* [PATCH 0/3] rev-list: use merge-base --independent algorithm when possible
@ 2026-04-06 13:27 Derrick Stolee via GitGitGadget
2026-04-06 13:27 ` [PATCH 1/3] t6600: test --maximal-only and --independent Derrick Stolee via GitGitGadget
` (2 more replies)
0 siblings, 3 replies; 4+ messages in thread
From: Derrick Stolee via GitGitGadget @ 2026-04-06 13:27 UTC (permalink / raw)

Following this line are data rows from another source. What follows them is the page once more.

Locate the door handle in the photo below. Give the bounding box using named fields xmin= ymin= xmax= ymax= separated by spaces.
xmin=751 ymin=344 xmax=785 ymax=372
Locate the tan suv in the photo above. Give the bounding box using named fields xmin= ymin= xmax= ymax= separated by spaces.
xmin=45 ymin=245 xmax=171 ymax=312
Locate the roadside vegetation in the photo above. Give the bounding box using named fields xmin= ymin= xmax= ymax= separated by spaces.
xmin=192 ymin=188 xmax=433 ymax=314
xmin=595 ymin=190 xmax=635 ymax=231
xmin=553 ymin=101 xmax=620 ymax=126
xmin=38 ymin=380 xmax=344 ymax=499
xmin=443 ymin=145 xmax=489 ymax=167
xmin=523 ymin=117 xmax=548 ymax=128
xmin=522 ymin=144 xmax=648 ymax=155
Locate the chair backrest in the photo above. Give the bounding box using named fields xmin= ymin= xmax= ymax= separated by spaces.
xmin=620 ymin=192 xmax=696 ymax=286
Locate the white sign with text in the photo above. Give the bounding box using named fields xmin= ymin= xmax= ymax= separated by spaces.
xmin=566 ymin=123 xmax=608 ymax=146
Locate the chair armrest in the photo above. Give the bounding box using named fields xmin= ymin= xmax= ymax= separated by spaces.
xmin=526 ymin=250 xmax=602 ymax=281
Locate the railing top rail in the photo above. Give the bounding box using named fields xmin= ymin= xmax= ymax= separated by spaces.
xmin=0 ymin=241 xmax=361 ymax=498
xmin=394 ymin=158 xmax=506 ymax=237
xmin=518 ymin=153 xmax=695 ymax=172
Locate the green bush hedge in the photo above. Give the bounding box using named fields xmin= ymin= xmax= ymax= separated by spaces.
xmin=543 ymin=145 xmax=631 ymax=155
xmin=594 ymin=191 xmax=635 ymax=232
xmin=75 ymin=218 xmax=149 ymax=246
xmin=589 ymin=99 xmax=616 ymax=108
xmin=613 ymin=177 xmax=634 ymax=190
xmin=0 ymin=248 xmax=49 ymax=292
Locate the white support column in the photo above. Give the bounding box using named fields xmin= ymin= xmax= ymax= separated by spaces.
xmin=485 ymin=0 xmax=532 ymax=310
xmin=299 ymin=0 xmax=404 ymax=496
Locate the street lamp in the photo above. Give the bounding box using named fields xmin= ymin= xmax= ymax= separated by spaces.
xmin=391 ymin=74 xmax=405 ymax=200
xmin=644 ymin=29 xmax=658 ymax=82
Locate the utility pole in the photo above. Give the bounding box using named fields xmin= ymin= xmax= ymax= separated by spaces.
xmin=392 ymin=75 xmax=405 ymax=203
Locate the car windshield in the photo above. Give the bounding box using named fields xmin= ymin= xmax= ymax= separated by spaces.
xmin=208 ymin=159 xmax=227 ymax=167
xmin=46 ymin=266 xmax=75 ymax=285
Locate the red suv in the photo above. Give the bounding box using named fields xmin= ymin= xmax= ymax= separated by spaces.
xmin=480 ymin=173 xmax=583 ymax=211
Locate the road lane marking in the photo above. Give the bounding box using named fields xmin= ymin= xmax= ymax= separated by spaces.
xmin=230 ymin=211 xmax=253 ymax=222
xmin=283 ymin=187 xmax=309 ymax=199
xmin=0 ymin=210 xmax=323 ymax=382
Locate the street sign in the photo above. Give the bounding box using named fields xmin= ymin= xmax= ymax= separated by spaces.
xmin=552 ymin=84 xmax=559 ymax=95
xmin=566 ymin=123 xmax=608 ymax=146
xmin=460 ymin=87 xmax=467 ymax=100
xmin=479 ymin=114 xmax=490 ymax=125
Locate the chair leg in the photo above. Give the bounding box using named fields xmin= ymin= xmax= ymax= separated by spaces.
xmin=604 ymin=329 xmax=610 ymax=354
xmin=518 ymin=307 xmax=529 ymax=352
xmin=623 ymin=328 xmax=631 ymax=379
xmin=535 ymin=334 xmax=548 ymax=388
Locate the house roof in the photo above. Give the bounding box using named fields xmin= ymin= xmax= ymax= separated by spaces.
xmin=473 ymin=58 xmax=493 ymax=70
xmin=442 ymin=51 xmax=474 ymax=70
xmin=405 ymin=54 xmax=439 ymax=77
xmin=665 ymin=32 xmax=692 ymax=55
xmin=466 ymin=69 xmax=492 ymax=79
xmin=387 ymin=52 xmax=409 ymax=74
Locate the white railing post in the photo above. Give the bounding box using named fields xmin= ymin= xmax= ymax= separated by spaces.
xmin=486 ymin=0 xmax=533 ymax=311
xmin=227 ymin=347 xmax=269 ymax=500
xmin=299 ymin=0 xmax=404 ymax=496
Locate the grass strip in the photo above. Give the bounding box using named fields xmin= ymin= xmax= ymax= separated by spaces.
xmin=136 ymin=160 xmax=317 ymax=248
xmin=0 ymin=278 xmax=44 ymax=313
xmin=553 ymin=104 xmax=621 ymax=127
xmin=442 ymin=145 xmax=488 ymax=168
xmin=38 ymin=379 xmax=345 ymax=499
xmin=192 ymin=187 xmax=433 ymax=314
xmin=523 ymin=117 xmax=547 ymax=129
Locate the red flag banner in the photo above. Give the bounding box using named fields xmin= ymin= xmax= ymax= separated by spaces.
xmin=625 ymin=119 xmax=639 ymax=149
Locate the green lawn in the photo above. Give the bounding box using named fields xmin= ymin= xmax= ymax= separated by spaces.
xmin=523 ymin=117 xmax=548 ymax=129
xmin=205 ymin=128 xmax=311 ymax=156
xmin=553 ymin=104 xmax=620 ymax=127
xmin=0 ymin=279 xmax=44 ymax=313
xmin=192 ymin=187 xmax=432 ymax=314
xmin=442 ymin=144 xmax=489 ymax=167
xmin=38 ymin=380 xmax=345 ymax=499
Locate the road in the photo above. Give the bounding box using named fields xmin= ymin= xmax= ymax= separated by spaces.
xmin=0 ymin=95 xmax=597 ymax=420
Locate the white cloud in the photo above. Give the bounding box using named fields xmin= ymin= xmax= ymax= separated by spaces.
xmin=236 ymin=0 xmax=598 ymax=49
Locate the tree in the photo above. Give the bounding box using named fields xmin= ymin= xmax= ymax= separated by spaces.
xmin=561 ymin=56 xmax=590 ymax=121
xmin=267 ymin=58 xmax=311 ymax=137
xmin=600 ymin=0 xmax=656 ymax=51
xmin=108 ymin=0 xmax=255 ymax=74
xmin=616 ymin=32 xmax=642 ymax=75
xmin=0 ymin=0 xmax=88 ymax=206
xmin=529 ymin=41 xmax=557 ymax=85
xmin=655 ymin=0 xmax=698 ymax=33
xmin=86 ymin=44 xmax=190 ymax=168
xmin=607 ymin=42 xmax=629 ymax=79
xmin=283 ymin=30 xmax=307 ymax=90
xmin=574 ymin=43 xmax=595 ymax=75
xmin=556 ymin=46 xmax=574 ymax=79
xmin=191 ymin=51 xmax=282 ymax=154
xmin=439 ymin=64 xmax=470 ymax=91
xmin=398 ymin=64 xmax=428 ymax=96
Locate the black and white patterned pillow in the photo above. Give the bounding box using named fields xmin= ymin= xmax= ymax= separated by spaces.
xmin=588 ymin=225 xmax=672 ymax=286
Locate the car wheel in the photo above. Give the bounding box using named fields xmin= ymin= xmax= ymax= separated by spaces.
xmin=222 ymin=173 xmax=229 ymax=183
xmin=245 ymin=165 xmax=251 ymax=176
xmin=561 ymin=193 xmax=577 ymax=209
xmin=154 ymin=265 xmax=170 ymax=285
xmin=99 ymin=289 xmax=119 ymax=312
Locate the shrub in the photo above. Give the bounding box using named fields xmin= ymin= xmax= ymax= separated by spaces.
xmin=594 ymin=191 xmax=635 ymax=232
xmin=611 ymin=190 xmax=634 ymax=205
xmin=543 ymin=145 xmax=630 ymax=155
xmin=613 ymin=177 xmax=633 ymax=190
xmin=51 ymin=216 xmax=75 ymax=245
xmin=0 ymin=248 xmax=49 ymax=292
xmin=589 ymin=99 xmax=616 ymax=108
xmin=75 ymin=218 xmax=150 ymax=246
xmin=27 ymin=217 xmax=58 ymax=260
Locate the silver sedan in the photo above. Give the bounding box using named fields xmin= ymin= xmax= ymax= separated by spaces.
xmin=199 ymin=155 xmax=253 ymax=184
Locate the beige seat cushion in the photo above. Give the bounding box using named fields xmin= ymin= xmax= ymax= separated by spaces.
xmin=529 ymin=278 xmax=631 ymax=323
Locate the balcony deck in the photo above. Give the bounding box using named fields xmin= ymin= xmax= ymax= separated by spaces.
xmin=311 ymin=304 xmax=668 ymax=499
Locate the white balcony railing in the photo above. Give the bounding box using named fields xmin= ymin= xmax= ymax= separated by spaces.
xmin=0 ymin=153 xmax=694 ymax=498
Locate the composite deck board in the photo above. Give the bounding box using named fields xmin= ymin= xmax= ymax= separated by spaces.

To: git; +Cc: gitster, j6t, Derrick Stolee
The --maximal-only option was added to git rev-list in b4e8f60a3c (revision:
add --maximal-only option, 2026-01-22) and the discussion [1] included talks
of how 'git rev-list --maximal-only <refs>' acts the same as 'git merge-base
--independent <refs>' assuming that no other walk modifiers are provided to
the revision walk. And with those assumptions, the merge-base algorithm can
be faster if the refs have most of their history shared.
[1]
https://lore.kernel.org/git/pull.2032.v2.git.1769097958549.gitgitgadget@gmail.com/
This series updates the revision walk to use the merge-base algorithm when
possible. This checks the rev_info struct for options that cause the walk to
be different and also looks for negative references. If none of these
appear, then the merge-base algorithm is used instead.

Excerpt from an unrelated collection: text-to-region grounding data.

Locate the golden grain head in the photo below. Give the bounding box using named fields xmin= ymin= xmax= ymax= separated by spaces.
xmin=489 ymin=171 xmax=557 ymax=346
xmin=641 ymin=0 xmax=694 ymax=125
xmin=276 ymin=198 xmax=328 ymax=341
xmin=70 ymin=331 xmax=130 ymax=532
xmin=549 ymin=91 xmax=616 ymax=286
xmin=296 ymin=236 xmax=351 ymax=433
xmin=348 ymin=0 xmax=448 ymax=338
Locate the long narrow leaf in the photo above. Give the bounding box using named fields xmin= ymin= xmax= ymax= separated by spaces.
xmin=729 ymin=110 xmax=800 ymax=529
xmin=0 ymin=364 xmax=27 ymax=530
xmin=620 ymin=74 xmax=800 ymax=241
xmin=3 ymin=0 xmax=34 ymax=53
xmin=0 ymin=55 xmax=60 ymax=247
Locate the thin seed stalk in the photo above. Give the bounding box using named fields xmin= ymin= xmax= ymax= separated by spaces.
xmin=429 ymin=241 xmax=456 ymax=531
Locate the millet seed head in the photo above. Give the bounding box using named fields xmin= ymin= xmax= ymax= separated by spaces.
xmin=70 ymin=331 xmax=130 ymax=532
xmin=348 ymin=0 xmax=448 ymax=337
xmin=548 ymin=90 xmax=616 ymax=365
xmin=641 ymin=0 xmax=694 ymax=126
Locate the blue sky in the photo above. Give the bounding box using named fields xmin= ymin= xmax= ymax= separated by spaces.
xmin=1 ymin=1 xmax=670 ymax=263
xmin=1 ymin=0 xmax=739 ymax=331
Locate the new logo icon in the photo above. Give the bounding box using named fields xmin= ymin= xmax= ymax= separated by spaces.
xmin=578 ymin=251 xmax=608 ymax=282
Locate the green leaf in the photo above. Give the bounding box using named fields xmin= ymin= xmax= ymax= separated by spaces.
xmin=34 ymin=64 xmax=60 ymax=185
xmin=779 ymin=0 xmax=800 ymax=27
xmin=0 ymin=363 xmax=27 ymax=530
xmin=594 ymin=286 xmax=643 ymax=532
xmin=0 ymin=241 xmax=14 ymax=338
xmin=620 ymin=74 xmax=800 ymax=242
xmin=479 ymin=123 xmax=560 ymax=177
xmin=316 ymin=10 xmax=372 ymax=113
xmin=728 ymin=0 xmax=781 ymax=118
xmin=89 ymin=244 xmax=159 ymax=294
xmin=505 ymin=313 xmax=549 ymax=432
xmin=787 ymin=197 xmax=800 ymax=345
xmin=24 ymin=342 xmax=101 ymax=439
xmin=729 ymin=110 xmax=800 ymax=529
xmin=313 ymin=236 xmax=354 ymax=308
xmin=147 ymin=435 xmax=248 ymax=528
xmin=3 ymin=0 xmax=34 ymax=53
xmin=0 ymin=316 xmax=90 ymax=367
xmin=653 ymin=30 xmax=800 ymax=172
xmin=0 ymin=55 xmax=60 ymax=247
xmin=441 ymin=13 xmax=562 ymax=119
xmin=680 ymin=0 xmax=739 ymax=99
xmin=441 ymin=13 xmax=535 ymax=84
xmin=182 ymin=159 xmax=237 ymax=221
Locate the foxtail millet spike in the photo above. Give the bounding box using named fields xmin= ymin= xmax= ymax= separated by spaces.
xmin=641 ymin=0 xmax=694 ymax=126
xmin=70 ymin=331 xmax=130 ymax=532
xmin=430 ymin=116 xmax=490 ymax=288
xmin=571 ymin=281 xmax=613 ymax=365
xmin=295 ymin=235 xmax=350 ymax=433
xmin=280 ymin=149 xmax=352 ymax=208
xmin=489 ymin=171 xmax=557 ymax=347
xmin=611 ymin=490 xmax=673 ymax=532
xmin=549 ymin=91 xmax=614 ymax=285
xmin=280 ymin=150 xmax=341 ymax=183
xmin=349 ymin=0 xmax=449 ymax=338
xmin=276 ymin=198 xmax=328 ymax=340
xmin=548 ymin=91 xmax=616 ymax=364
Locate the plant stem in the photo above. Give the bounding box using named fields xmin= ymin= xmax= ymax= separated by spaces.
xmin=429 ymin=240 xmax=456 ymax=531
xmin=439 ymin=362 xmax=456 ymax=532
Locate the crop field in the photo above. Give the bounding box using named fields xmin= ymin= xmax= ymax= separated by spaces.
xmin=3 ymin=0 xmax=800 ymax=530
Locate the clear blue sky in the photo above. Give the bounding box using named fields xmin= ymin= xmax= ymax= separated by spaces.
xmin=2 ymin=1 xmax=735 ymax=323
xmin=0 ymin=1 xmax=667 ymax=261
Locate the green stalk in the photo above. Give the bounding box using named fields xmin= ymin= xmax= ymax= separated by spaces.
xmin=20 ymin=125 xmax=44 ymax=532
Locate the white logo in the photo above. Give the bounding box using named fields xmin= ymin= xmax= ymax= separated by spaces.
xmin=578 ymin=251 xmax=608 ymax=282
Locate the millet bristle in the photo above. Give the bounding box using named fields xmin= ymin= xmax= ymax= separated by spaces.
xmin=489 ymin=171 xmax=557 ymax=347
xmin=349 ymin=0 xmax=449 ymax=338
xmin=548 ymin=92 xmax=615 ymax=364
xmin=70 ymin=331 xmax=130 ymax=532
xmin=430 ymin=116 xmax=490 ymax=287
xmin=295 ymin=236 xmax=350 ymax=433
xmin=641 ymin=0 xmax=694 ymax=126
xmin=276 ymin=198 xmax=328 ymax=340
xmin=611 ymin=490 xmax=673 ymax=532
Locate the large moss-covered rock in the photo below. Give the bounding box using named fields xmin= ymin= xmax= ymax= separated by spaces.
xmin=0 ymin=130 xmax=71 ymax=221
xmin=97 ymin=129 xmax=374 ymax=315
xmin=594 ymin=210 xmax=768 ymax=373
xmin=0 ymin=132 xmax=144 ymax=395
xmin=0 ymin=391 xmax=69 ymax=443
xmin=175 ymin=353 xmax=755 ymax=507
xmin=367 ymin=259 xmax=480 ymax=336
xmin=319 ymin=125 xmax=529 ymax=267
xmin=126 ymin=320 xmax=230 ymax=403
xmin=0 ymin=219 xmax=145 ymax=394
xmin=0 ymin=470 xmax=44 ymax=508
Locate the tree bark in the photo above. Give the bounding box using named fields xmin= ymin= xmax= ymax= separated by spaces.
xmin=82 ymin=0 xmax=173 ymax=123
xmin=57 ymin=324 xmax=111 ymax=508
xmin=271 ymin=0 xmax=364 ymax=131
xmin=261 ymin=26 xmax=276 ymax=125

The series is broken into three patches that could theoretically be squashed
into a single patch.
1. The first demonstrates the equivalence of these two commands via some
tests.
2. The second creates a performance test and documents the current
behavior.
3. The third updates the implementation and demonstrates the improvement in
the case of no walk modifiers.
Thanks, -Stolee
Derrick Stolee (3):
t6600: test --maximal-only and --independent
p6011: add perf test for rev-list --maximal-only
rev-list: use reduce_heads() for --maximal-only
builtin/rev-list.c | 59 ++++++++++++++++++++++++++++++++
t/perf/p6011-rev-list-maximal.sh | 29 ++++++++++++++++
t/t6000-rev-list-misc.sh | 31 +++++++++++++++++
t/t6600-test-reach.sh | 45 ++++++++++++++++++++++++
4 files changed, 164 insertions(+)
create mode 100755 t/perf/p6011-rev-list-maximal.sh
base-commit: ca1db8a0f7dc0dbea892e99f5b37c5fe5861be71
Published-As: https://github.com/gitgitgadget/git/releases/tag/pr-2082%2Fderrickstolee%2Fmaximal-faster-v1
Fetch-It-Via: git fetch https://github.com/gitgitgadget/git pr-2082/derrickstolee/maximal-faster-v1
Pull-Request: https://github.com/gitgitgadget/git/pull/2082
--
gitgitgadget
^ permalink raw reply [flat|nested] 4+ messages in thread
* [PATCH 1/3] t6600: test --maximal-only and --independent
2026-04-06 13:27 [PATCH 0/3] rev-list: use merge-base --independent algorithm when possible Derrick Stolee via GitGitGadget
@ 2026-04-06 13:27 ` Derrick Stolee via GitGitGadget
2026-04-06 13:27 ` [PATCH 2/3] p6011: add perf test for rev-list --maximal-only Derrick Stolee via GitGitGadget
2026-04-06 13:27 ` [PATCH 3/3] rev-list: use reduce_heads() for --maximal-only Derrick Stolee via GitGitGadget
2 siblings, 0 replies; 4+ messages in thread
From: Derrick Stolee via GitGitGadget @ 2026-04-06 13:27 UTC (permalink / raw)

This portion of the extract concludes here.